PT Bank Mandiri (Persero) Tbk mengingatkan pemerintah terkait dampak negatif dari pelebaran defisit Anggaran Pendapatan dan Belanja Negara (APBN) 2016 terhadap sektor perbankan. Direktur Keuangan Bank Mandiri, Kartika Wirjoatmodjo menilai pelebaran defisit fiskal bisa mengancam ketersediaan likuiditas di pasar keuangan. Hal itu juga bisa menghambat turunnya suku bunga perbankan.
Apabila target penerimaan dan belanja negara tahun depan tidak dipangkas, Kartika memastikan pemerintah akan semakin ekspansif menerbitkan Surat Utang Negara (SUN) yang dipatok Rp532 triliun di APBN 2016. Sikap yang ekspansif ini akan membuat bank berlomba-lomba menyedot likuiditas dari pasar dengan menawarkan bunga yang tinggi.
Untuk itu, lanjut Kartika, perbankan tidak dapat menjamin turunnya suku bunga sekalipun Bank Indonesia (BI) menurunkan BI Rate 50 basis poin. "Kan kalau defisit anggaran meningkat jadi penerbitan Surat Utang Negara (SUN) meningkat maka likuiditas dalam negeri untuk membiaya fiskal menjadi ketat. Maka suku bunga perbankan tidak akan menurun dengan cepat, kami perkirakan baru di semester II 2016," ujar Kartika dalam paparan Economic Outlook di Plaza Mandiri, Senin (21/12).
Karenanya, Kartika mendorong pemerintah untuk segera merevisi APBN 2016. Kendati demikian, ia menilai pelaku perbankan memiliki optimisme yang lebih baik pada tahun depan meski dibayangi risiko volatilitas kurs dan pengentatan likuiditas. "Consumer spending mulai dari pembentukan investasi bruto lokal akan naik. Kemudian, dengan The Fed sudah menaikan Fed Rate, inflasi cukup terkendali maka diperkirakan BI harusnya kebijakan suku bunga mulai positif," ujarnya.
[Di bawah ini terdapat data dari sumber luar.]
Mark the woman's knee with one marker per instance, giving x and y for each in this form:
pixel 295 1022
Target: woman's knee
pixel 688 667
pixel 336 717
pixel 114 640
Mengutip laman Bank Mandiri, suku bunga dasar kredit (SBDK) Mandiri per akhir kuartal III 2015 tercatat 10,5 persen untuk kredit korporasi, 12,25 persen untuk kredit ritel, 19,25 persen untuk kredit mikro, 11 persen untuk kredit pemilikan rumah (KPR), dan 12,5 persen untuk kredit konsumsi non-KPR.